Blaine stared at him, not answering.

“You were in on the deal with the star machine,” said Finn. “You could provide the aims and motives. You could connect up the pieces. You could tell the story. It would be good evidence.”

Blaine chuckled at him. “You had me once,” he said. “You let me get away.”

“It was that sniveling doctor,” Finn said ferociously. “He was concerned there would be a rumpus and his hospital would somehow get bad publicity.”

“You should pick your people better, Finn.”

Finn growled. “You haven’t answered me.”

“About the deal, you mean? It would come high. It would come awfully high.”

“I am prepared to pay,” said Finn. “And you need the money. You are running naked with Fishhook at your heels.”

“Just an hour ago,” Blaine told him, “Fishhook had me trussed up for the kill.”

“So you got away,” Finn said, nodding. “Maybe the next time, too. And the time after that as well. But Fishhook never quits. As the situation stands, you haven’t got a chance.”

“Me especially, you mean? Or just anyone? How about yourself?”

“You especially,” said Finn. “You know a Harriet Quimby?”

“Very well,” said Blaine.

“She,” Finn said, levelly, “is a Fishhook spy.”

“You’re staring mad!” yelled Blaine.

“Stop and think of it,” said Finn. “I think you will agree.”

They stood looking at one another across the space of desk, and the silence was a live thing, a third presence in the room.

The red thought rose up inside Blaine’s brain: Why not kill him now?

For the killing would come easy. He was an easy man to hate. Not on principle alone, but personally, clear down to his guts.

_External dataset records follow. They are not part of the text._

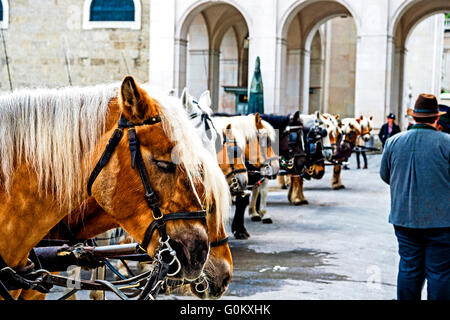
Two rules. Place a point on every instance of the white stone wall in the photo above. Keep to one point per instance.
(41, 33)
(424, 59)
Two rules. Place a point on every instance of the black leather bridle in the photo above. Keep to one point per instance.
(295, 139)
(233, 152)
(159, 220)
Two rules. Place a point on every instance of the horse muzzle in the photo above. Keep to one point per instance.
(192, 252)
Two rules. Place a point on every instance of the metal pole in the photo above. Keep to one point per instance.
(125, 61)
(7, 60)
(66, 58)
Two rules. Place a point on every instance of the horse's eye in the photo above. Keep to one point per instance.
(165, 166)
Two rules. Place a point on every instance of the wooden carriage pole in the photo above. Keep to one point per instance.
(7, 60)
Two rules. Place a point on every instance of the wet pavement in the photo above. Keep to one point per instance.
(339, 246)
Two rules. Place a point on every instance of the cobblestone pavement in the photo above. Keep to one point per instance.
(339, 246)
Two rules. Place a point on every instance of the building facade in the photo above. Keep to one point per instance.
(350, 57)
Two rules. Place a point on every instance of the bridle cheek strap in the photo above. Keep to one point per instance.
(161, 223)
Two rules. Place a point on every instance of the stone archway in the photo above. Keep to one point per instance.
(302, 32)
(405, 20)
(219, 20)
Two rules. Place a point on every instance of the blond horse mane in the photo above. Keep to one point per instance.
(53, 130)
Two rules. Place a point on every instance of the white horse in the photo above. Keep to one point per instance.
(251, 127)
(329, 123)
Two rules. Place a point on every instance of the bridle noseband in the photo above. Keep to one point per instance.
(159, 220)
(233, 152)
(295, 139)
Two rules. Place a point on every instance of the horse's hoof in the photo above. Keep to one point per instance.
(240, 235)
(255, 218)
(300, 202)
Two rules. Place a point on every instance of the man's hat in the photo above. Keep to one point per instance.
(444, 120)
(426, 106)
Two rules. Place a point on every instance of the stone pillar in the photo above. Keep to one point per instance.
(214, 76)
(161, 45)
(263, 43)
(371, 62)
(305, 67)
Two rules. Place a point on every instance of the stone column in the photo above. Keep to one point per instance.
(161, 44)
(371, 61)
(305, 66)
(263, 43)
(214, 76)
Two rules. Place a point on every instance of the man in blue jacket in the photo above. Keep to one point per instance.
(416, 164)
(389, 129)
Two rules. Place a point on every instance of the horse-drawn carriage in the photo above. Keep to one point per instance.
(168, 184)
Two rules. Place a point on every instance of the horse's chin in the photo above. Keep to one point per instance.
(205, 295)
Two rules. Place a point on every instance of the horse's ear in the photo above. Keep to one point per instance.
(183, 97)
(205, 99)
(297, 117)
(258, 121)
(133, 106)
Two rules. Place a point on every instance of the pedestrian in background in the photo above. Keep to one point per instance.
(389, 129)
(444, 120)
(416, 165)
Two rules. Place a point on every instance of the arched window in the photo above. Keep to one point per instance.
(112, 14)
(4, 14)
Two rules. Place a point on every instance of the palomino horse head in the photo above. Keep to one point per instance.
(180, 181)
(366, 127)
(231, 160)
(351, 129)
(259, 152)
(292, 146)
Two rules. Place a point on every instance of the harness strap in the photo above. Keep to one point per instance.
(106, 156)
(218, 242)
(173, 216)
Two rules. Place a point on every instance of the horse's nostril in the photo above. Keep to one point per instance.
(226, 281)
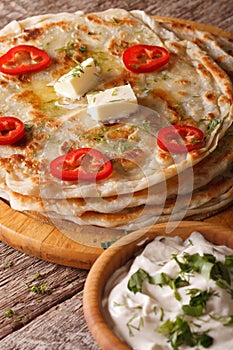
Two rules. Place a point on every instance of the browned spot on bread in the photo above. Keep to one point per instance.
(32, 34)
(210, 96)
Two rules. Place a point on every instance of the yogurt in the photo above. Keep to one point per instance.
(175, 295)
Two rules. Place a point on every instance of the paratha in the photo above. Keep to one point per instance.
(193, 89)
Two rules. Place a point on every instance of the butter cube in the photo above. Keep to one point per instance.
(78, 81)
(112, 104)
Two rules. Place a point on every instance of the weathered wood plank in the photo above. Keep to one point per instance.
(62, 327)
(29, 287)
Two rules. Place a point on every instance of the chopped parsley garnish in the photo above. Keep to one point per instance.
(179, 333)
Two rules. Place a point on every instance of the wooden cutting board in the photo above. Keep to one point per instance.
(45, 241)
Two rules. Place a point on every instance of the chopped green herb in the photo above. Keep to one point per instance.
(179, 333)
(197, 304)
(40, 289)
(132, 326)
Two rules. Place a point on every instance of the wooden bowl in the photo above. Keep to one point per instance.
(121, 252)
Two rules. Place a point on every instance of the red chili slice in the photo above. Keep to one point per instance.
(145, 58)
(11, 130)
(85, 164)
(23, 59)
(180, 139)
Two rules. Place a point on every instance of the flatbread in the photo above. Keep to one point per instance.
(195, 89)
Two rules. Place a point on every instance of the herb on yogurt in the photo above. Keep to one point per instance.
(180, 333)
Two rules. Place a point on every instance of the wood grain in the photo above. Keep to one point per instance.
(120, 253)
(43, 240)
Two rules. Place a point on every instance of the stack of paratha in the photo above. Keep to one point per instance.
(148, 184)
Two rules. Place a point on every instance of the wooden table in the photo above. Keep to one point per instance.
(51, 317)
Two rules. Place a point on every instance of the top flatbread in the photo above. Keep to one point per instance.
(191, 90)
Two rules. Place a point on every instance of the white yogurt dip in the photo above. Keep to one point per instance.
(175, 295)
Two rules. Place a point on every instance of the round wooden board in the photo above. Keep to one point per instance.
(45, 241)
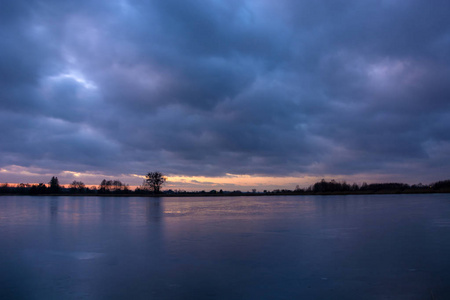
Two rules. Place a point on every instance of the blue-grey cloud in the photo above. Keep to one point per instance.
(216, 87)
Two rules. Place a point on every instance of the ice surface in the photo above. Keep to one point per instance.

All one had to do was think of the hate that rode throughout the land. All one had to do was close one’s eyes and see the slowly turning body, half masked by the leaves; the deserted camp with the propped-up quilts for shelters and the fish for dinner laid out in the pan; the flame-scarred chimney stark against the sky.

He half lifted his hands off the table, then put them down again.

Then he did a thing quite involuntarily, without thinking of it, without a second’s planning or an instant’s thought. And even as he did it, he knew it was not he who did it, but the other one, the lurker in the skull.

For he could not have done it. He could not have thought of doing it. No human being could.

Blaine said, very calmly: “I trade with you my mind.”

TWENTY-SEVEN

The moon rode high above the knobby bluffs that hemmed in the river valley, and down in the valley a dismal owl was hooting and chuckling to himself in between the hoots. The chuckling of the owl carried clearly in the sharp night air that held the hint of frost.

Blaine halted at the edge of the clump of scraggly cedars that hugged the ground like gnarled and bent old men, and stood tense and listening. But there was nothing except the chuckling of the owl and the faint sound of the stubborn leaves still clinging to a cottonwood downhill from him, and another sound so faint that one wondered if one really heard it — the remote and faery murmur which was the voice of the mighty river flowing stolidly below the face of the moonlit bluffs.